Mayor Barnett: Cost to operate Village is appx $140k a day to operate the Village; Village takes in $40K a day in Property Taxes; this leaves $100k a day that doesn't come from Property Tax; this is why everything else is so important in keeping services levels up; average household pays Property Taxes of approximately $736 a year/$2 a day; revisit policy on how to levy taxes - a couple years ago $125K was the Tax Levy amount; if level of service delivery to increases or even stay the same level (employees are 70% of cost) - the EAV won't keep up; it's a problem that won't go away; as Council conversations of LRP and budget continue, wants to talk about other ways we can capture (financial) growth for operational growth - limit amount of increase or a new formula will be necessary; future of Village -mainly its service level - needs to be considered and not sure if it can be maintained just based on EAV growth.

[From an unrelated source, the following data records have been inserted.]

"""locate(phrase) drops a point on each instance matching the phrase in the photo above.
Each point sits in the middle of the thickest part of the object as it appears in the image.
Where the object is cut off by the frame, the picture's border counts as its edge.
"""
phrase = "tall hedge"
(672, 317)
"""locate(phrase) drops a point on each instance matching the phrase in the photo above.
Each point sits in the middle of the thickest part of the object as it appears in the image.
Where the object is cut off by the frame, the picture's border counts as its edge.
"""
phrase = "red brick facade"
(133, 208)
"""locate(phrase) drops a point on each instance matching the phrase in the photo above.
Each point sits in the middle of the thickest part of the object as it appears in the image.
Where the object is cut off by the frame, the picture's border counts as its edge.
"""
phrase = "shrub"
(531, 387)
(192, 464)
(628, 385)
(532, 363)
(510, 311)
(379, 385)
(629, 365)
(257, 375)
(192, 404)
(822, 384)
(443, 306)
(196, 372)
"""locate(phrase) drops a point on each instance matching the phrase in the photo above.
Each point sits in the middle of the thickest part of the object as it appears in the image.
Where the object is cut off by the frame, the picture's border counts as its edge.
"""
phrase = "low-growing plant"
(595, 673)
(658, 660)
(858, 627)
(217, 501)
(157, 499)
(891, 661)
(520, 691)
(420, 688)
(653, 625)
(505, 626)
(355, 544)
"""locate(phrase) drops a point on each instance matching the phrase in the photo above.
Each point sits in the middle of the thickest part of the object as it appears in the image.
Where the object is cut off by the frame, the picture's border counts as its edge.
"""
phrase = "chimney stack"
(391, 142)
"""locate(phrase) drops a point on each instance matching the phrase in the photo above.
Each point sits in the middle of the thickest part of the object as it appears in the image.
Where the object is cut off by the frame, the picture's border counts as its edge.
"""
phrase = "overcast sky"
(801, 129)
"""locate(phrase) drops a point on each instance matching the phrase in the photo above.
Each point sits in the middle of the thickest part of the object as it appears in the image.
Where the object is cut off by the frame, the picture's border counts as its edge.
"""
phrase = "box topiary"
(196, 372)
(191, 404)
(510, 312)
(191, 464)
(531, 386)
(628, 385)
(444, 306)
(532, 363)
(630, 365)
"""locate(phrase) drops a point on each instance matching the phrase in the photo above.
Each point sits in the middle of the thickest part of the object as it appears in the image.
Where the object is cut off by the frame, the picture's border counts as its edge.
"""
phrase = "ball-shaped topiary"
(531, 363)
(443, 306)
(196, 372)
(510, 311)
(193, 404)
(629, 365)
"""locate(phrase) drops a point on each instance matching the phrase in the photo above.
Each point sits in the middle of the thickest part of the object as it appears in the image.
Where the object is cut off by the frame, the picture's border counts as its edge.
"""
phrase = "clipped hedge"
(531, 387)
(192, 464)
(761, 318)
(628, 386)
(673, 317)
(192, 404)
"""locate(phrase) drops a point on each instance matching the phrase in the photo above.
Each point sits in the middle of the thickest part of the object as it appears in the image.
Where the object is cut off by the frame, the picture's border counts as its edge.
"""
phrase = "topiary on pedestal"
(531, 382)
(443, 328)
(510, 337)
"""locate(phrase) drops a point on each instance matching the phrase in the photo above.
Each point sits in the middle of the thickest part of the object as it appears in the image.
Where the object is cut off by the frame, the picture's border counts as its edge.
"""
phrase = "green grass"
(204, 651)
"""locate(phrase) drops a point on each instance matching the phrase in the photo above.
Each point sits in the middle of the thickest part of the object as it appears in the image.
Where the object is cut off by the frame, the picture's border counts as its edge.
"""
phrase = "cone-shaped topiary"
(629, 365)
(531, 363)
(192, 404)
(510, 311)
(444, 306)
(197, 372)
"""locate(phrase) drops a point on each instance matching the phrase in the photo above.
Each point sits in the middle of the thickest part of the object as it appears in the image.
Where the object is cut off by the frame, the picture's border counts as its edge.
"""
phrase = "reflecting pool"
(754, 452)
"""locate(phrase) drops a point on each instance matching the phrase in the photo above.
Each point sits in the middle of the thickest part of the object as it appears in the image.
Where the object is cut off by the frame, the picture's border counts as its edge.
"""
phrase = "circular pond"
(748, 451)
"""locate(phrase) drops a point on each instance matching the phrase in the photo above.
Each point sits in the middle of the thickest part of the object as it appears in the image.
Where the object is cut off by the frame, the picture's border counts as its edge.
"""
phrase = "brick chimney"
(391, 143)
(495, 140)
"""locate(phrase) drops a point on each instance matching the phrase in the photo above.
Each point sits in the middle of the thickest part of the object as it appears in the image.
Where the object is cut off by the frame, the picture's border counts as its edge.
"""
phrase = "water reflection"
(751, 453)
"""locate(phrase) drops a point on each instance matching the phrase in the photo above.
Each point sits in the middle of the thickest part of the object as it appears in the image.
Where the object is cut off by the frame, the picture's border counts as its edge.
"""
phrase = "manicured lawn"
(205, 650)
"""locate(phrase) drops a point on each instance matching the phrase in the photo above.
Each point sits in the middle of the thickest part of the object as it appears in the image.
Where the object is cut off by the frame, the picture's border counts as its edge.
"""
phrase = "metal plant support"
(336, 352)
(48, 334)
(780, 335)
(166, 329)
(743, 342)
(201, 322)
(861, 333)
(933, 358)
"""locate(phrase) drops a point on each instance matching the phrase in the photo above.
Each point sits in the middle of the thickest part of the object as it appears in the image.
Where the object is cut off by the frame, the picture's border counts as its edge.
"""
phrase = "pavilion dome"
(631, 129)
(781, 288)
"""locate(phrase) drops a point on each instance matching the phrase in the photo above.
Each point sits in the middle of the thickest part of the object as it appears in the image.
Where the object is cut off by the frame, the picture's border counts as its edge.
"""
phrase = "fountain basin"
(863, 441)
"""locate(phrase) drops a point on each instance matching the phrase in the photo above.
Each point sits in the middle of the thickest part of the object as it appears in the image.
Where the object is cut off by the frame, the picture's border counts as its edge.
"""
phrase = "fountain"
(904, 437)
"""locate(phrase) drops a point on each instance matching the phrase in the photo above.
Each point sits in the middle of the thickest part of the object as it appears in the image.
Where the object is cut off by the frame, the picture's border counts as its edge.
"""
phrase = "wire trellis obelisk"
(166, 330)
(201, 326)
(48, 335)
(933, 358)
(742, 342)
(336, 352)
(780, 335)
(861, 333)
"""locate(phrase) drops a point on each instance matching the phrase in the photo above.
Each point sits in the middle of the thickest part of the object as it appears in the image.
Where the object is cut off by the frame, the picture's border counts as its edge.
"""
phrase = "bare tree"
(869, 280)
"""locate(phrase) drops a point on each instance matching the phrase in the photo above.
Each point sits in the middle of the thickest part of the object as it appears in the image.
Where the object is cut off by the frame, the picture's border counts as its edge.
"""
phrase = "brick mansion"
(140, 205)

Commissioner Gilmartin: Has noticed most of discussions are tied to safety (Police/Fire); strategic goals don't mention safety and wants to align them; thinks it will be a touchstone; not on tonight's discussion and would like to discuss in the future and wants everyone to start thinking about it.

Public Comment

David Rose, resident, had questions about the ARP and the use of the money toward taxes; the Municipal Tax rate comparison with other municipalities; facilities replacement and partnership with District 58.

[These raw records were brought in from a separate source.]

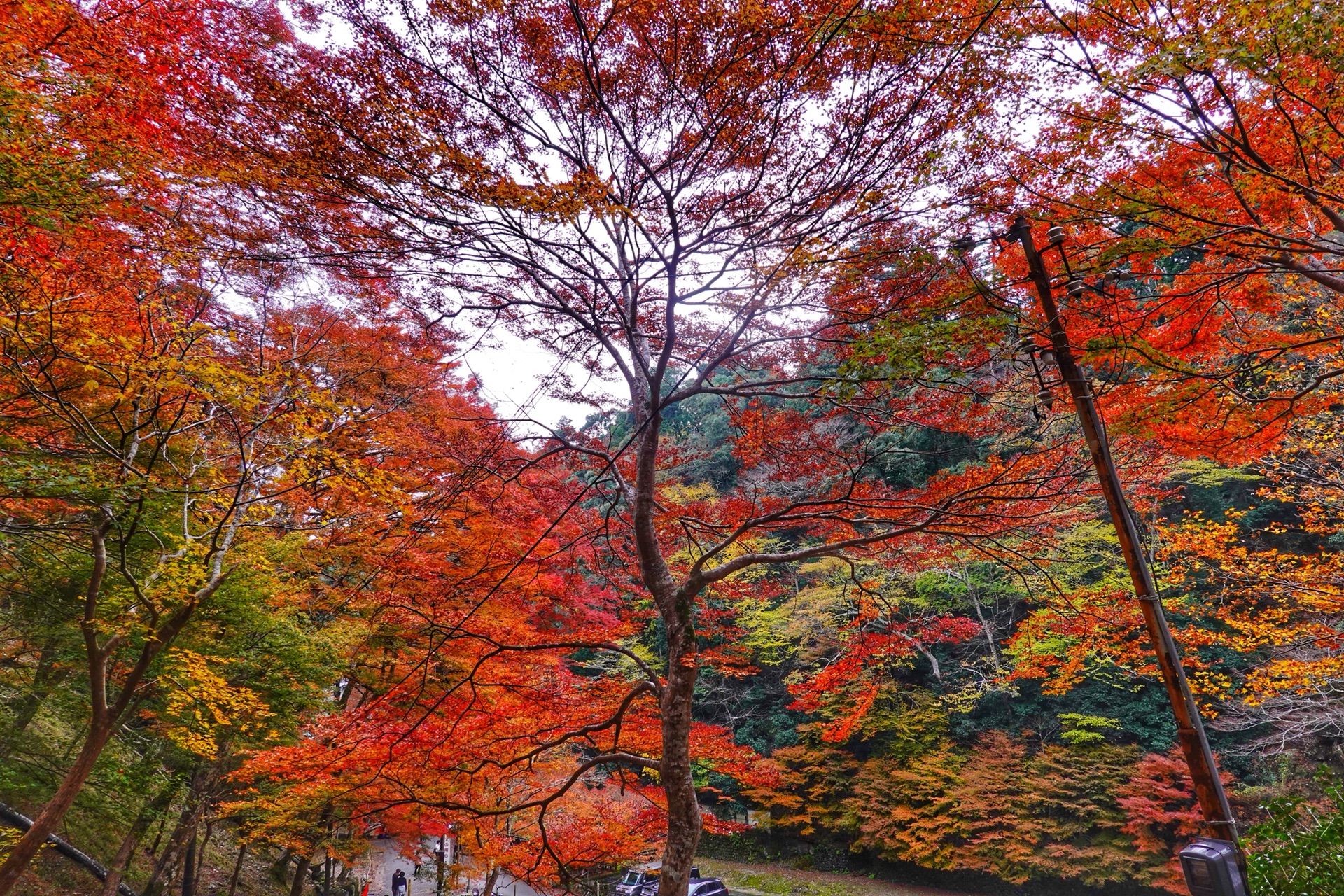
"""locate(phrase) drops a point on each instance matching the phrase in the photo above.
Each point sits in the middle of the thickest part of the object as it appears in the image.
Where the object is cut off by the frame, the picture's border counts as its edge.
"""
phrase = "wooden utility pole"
(1190, 729)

Manager Fieldman: Suggested he read the guidance released by Treasury Department and gave a brief explanation; answered tax rate comparison questions and directed Mr. Rose to a previous LRP report for answers  to specific questions; answered facilities questions.

11. Adjournment

MOTION: To adjourn the June 15, 2021 Village Council meeting.

RESULT: Motion carried unanimously by voice vote.

MOTIONED TO APPROVE: Commissioner Hosé

AYES: Commissioner Hosé, Commissioner Glover, Commissioner Gilmartin, Commissioner Kulovany, Commissioner Sadowski-Fugitt, Commissioner Walus, Mayor Barnett



Mayor Barnett declared the motion carried by voice vote and the meeting adjourned at 9:23 p.m.


Respectfully submitted,

Rosa Berardi Village Clerk


rEmarks for June 15th, 2021 Village Council Meeting

Agenda Section

Agenda Item



Comments of a General Nature


As our state prepares to honor and officially recognize Juneteenth, celebrating the emancipation of those who had been enslaved here in the

United States, it would be wonderful for Downers Grove to do so as well. Though slavery in this form has ended, our history of racism in the United States continues. Honoring this day gives us an opportunity to reflect on our past, learn about our history, celebrate a step forward, and consider anew how we continue to become a more just, welcoming,

and inclusive community.

Rev. Andi Voinovich, Downers Grove

Comments of a General Nature


The African-American Community wishes the Village of Downers Grove to acknowledge "Juneteenth" in recognition of an apology to the descendants of those slaves who were held captive in Texas during the year of June 19th, 1865 thereafter their freedom had been granted in January 1st, 1863, two years prior to their release.I recommend grants and/or scholarships to the descendants of these former slaves.